O Rio Grande do Sul, que teve direito a R$ 785 milhões, foi o 13.º a ter o empréstimo, em dezembro de 2012. O último estado a conseguir a liberação foi Alagoas – R$ 612 milhões, em setembro de 2013.

As condições de pagamento do Proinveste preveem um prazo total de 20 anos, com dois anos de carência. Estados que optaram pela operação com garantia da União (como o Paraná) têm de pagar 1,1% de juro ao ano, mais Taxa de Juros de Longo Prazo (TJLP).
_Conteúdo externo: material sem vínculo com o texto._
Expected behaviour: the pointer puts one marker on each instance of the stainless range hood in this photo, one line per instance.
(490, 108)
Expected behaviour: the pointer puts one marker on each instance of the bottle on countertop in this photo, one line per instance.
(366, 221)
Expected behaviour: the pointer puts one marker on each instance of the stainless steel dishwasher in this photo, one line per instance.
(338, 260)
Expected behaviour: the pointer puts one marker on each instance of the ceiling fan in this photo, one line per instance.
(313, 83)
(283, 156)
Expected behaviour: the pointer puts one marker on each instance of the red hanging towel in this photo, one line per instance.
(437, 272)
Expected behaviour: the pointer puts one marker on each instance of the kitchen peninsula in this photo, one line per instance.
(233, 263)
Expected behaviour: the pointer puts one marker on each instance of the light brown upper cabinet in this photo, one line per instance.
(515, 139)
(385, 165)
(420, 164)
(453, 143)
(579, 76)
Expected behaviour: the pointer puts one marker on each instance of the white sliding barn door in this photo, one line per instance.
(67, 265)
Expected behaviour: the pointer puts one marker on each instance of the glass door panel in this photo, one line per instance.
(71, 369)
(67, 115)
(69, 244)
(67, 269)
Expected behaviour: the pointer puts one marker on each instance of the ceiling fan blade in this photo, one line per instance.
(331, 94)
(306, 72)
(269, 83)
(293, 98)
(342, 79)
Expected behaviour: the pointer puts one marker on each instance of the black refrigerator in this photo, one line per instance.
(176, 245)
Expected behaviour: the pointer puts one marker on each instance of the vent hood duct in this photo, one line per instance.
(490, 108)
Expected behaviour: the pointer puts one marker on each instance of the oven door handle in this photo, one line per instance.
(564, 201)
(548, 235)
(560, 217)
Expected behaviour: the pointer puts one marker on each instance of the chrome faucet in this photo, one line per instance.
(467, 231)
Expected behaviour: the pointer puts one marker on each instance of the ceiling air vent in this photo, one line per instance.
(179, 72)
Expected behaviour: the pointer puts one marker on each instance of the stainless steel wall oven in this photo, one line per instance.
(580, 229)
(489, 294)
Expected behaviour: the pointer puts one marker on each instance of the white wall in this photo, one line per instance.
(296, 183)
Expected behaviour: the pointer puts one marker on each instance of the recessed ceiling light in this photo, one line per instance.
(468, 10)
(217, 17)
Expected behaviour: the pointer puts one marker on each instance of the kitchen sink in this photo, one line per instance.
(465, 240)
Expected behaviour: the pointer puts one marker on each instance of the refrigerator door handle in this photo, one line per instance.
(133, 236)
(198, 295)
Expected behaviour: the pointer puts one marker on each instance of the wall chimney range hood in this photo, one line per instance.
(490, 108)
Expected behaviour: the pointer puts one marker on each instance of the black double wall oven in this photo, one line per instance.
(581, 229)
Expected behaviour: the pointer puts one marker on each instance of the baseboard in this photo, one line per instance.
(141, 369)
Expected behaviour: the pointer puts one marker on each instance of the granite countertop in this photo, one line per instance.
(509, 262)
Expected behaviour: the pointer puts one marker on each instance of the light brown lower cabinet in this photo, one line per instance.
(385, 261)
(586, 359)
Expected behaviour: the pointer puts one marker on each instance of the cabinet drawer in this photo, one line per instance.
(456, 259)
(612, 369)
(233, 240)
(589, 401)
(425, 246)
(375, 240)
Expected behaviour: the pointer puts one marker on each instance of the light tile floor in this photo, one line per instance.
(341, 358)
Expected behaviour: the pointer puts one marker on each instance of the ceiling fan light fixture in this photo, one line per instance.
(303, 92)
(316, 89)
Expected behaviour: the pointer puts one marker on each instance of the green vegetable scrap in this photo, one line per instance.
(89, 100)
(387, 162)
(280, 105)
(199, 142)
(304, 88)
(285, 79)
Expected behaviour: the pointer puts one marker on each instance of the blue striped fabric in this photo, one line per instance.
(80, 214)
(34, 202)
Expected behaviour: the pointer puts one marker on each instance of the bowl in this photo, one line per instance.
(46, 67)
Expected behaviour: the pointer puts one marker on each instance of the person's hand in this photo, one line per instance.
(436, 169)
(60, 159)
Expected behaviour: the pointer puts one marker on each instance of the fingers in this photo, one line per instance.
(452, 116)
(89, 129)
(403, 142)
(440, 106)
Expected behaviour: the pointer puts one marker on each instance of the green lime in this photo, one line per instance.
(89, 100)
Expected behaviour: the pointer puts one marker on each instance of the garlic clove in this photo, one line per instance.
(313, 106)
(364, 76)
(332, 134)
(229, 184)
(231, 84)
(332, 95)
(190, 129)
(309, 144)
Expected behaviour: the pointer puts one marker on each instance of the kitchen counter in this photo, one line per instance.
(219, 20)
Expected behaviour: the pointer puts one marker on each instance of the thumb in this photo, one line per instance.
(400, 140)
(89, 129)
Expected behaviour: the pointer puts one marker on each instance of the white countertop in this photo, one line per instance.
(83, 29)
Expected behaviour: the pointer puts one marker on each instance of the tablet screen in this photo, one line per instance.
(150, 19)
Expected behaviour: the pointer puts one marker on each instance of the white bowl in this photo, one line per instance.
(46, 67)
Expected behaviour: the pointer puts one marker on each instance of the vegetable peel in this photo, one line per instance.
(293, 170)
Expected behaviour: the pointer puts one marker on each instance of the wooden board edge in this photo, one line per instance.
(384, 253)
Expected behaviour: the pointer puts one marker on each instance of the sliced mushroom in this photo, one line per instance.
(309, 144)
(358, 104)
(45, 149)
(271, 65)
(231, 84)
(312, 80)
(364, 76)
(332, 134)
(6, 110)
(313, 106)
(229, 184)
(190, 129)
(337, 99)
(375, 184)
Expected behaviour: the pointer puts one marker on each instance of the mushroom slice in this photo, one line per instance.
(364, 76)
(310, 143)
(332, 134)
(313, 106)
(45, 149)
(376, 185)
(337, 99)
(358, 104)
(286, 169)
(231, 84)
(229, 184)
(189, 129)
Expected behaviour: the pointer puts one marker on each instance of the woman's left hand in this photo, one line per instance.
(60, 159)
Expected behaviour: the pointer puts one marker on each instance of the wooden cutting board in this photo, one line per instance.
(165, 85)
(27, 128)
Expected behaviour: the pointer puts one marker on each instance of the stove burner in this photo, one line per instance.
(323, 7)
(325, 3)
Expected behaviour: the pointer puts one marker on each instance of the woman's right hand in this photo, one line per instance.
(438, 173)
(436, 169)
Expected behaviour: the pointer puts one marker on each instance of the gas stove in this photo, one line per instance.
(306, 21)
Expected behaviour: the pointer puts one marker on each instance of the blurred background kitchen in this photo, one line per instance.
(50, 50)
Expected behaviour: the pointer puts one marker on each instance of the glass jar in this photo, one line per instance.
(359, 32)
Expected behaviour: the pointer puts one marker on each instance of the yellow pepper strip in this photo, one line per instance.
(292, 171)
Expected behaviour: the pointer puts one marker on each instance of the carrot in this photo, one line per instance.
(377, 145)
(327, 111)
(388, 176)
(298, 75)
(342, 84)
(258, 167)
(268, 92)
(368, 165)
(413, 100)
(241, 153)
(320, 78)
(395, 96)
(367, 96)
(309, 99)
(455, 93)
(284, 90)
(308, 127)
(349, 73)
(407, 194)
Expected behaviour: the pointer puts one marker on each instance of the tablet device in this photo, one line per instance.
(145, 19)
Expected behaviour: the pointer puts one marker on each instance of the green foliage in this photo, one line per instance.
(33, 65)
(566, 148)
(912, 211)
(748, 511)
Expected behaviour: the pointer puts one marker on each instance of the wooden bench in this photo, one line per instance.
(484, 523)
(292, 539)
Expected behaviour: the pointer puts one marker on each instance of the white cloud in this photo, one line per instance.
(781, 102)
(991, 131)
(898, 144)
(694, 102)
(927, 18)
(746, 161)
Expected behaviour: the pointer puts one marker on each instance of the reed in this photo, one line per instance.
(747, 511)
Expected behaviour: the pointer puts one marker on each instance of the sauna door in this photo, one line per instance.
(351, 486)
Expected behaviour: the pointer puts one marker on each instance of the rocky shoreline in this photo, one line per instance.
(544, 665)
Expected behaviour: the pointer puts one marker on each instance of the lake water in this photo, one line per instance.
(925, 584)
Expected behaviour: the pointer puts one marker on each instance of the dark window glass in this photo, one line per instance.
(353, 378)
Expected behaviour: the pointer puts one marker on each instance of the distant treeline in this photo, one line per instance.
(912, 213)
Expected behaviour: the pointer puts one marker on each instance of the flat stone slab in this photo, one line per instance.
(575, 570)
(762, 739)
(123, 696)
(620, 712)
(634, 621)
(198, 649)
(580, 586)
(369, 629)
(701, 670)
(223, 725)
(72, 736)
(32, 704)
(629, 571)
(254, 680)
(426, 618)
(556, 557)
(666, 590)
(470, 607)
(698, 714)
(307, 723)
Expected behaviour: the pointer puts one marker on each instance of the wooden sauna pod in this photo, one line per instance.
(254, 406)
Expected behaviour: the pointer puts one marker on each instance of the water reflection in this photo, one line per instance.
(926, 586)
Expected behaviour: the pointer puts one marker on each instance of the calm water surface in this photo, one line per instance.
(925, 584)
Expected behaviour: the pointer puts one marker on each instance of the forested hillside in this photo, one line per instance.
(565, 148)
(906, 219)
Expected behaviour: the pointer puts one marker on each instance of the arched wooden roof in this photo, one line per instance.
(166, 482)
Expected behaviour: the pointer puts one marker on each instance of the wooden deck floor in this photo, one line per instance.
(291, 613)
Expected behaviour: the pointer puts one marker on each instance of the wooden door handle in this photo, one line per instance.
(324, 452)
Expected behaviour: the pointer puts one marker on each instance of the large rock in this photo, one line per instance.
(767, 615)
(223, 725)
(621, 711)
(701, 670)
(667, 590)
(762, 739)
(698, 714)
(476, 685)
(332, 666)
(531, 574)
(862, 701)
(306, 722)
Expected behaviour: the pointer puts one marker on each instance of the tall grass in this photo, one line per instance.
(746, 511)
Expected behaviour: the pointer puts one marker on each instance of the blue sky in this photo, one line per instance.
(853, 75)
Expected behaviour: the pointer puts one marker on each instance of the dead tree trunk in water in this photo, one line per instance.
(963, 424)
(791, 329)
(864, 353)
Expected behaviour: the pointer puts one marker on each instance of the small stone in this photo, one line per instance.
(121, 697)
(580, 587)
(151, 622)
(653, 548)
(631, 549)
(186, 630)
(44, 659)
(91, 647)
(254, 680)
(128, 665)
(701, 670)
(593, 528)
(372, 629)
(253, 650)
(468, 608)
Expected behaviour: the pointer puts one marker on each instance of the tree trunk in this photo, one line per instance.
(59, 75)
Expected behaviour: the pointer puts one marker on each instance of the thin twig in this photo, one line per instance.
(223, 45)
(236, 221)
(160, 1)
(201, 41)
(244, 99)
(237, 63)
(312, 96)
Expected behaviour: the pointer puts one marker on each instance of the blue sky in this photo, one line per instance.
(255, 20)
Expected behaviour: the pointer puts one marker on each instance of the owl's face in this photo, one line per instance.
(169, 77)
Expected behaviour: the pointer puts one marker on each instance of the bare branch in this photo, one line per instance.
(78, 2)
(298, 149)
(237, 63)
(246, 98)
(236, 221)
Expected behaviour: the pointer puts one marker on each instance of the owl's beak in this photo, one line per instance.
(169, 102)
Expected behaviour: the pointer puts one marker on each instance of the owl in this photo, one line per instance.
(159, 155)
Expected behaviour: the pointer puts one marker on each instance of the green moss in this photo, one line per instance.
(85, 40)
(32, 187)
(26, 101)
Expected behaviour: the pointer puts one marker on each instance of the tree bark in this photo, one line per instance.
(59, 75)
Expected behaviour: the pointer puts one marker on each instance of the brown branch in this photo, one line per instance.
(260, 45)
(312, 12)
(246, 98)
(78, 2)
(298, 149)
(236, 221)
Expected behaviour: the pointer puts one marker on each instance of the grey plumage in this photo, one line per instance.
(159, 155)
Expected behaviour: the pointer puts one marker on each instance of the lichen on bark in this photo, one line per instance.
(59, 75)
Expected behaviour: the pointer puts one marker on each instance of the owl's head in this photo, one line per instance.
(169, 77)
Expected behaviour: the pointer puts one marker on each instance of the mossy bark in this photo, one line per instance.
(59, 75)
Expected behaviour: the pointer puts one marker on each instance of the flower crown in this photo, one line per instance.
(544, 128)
Sem a garantia, os juros sobem para 2,1% mais TJLP (atualmente em 5% ao ano).

O fim de uma longa espera

Resposta do BNDES deve sair amanhã

O BNDES deve se posicionar sobre a liberação dos R$ 817 milhões do Proinveste para o Paraná até amanhã. O empréstimo foi autorizado pelo Ministério da Fazenda no dia 6 de maio, após quase dois anos de negociação. O programa é alimentado com recursos do BNDES e tem o Banco do Brasil como intermediário.

Apesar do aval da Fazenda e de o contrato do estado com o Banco do Brasil estar pronto, falta o repasse do BNDES. No último dia 16, uma dívida de 23 anos do extinto Banco de Desenvolvimento do Paraná (Badep) com a instituição virou entrave para a liberação do recurso. O montante de R$ 2 bilhões é decorrente do processo de liquidação do Badep.

De acordo com o secretário da Fazenda do Paraná, Luiz Eduardo Sebastiani, o estado entrou há duas semanas na Secretaria do Tesouro Nacional (STN) com um pedido para assumir a dívida, que sofreria um deságio e ficaria em R$ 426 milhões. Segundo ele, o BNDES estaria cobrando um parecer da STN sobre o caso do Badep para só então liberar o Proinveste. A finalização desse parecer, no entanto, poderia atrasar o desfecho da negociação em meses.

Após conversas com diretores do BNDES, ao longo da semana passada, Sebastiani disse estar confiante em uma solução negociada para que o banco não exija a manifestação da STN. A Gazeta do Povo apurou que, dentro do BNDES, há um “otimismo” para resolver a questão nos próximos dias.